- Roeker, Lindsey;
- Fox, Christopher;
- Eyre, Toby;
- Brander, Danielle;
- Allan, John;
- Schuster, Stephen;
- Nabhan, Chadi;
- Hill, Brian;
- Shah, Nirav;
- Lansigan, Frederick;
- Yazdy, Maryam;
- Cheson, Bruce;
- Lamanna, Nicole;
- Singavi, Arun;
- Coombs, Catherine;
- Barr, Paul;
- Skarbnik, Alan;
- Shadman, Mazyar;
- Ujjani, Chaitra;
- Tuncer, Hande;
- Winter, Allison;
- Rhodes, Joanna;
- Dorsey, Colleen;
- Morse, Hannah;
- Kabel, Charlene;
- Pagel, John;
- Williams, Annalynn;
- Jacobs, Ryan;
- Goy, Andre;
- Muralikrishnan, Sivraj;
- Pearson, Laurie;
- Sitlinger, Andrea;
- Bailey, Neil;
- Schuh, Anna;
- Kirkwood, Amy;
- Mato, Anthony
PURPOSE: Clinical trials of venetoclax reported negligible rates of clinical tumor lysis syndrome (TLS) in patients with chronic lymphocytic leukemia (CLL) when using an extended dose escalation schedule.
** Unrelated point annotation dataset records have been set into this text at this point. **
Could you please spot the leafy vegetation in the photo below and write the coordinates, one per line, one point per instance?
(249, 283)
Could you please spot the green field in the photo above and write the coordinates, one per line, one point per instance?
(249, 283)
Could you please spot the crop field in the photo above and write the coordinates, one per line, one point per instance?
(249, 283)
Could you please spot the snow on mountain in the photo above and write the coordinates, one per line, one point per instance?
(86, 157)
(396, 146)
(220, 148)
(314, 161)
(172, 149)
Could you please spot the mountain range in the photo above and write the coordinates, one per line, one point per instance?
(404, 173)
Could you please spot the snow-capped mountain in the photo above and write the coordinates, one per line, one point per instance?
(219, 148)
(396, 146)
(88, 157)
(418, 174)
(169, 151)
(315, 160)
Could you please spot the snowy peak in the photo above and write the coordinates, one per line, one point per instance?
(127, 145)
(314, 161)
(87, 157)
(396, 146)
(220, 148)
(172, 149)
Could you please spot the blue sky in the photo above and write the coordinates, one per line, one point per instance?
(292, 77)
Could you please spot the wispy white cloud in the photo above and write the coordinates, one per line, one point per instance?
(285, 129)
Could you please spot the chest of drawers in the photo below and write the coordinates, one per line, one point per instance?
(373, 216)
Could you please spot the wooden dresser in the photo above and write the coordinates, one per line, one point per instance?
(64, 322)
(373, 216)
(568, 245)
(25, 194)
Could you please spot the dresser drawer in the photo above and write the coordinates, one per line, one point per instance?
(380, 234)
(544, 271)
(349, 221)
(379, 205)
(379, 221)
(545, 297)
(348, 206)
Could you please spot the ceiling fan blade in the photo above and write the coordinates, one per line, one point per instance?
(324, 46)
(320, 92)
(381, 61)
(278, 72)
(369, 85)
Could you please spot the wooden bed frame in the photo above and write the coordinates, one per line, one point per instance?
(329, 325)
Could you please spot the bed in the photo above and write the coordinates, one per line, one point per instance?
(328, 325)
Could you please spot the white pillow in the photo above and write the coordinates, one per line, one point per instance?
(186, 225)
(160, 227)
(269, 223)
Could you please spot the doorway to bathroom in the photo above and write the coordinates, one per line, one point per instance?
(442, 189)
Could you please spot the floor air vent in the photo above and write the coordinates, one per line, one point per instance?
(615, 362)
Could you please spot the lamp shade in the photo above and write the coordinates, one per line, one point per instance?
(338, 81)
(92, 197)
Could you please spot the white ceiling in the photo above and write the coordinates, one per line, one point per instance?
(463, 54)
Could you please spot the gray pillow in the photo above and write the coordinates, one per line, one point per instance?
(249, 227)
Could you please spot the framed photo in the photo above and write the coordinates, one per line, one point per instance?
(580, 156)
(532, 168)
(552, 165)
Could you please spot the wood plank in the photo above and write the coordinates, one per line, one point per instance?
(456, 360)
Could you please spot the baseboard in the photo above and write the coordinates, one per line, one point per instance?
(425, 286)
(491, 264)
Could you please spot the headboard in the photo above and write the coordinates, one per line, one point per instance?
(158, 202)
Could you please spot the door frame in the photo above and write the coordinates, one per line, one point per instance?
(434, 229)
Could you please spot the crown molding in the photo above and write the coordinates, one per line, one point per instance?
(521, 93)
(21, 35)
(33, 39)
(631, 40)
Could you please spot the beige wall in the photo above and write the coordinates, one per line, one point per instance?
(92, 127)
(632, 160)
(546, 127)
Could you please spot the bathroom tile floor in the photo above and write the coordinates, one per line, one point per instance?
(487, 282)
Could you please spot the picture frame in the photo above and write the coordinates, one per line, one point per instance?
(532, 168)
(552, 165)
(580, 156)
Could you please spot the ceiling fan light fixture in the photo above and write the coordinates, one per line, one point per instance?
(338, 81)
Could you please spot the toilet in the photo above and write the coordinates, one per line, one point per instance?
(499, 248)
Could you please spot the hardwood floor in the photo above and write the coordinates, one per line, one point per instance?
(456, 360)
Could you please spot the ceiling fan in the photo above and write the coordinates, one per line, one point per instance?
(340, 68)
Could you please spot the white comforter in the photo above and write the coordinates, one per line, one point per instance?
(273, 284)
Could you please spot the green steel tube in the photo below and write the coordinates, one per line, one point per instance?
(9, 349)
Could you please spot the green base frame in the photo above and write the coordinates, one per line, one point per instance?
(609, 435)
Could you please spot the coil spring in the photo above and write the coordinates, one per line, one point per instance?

We aimed to understand TLS prophylaxis, rates of select adverse events (AE), and impact of dosing modifications in routine clinical practice. EXPERIMENTAL DESIGN: This retrospective cohort study included 297 CLL venetoclax-treated patients outside of clinical trials in academic and community centers. Demographics, baseline disease characteristics, venetoclax dosing, TLS risk and prophylaxis, and AEs were collected. RESULTS: The group was 69% male, 96% had relapsed/refractory CLL, 45% had deletion chromosome 17p, 84% had unmutated IGHV, 80% received venetoclax monotherapy, and median age was 67. TLS risk was categorized as low (40%), intermediate (32%), or high (28%), and 62% had imaging prior to venetoclax initiation. Clinical TLS occurred in 2.7% of patients and laboratory TLS occurred in 5.7%. Pre-venetoclax TLS risk group and creatinine clearance independently predict TLS development in multivariable analysis. Grade 3/4 AEs included neutropenia (39.6%), thrombocytopenia (29.2%), infection (25%), neutropenic fever (7.9%), and diarrhea (6.9%). Twenty-two patients (7.4%) discontinued venetoclax due to an AE. Progression-free survival was similar regardless of number of dose interruptions, length of dose interruption, and stable venetoclax dose. CONCLUSIONS: These data provide insights into current use of venetoclax in clinical practice, including TLS rates observed in clinical practice. We identified opportunities for improved adherence to TLS risk stratification and prophylaxis, which may improve safety.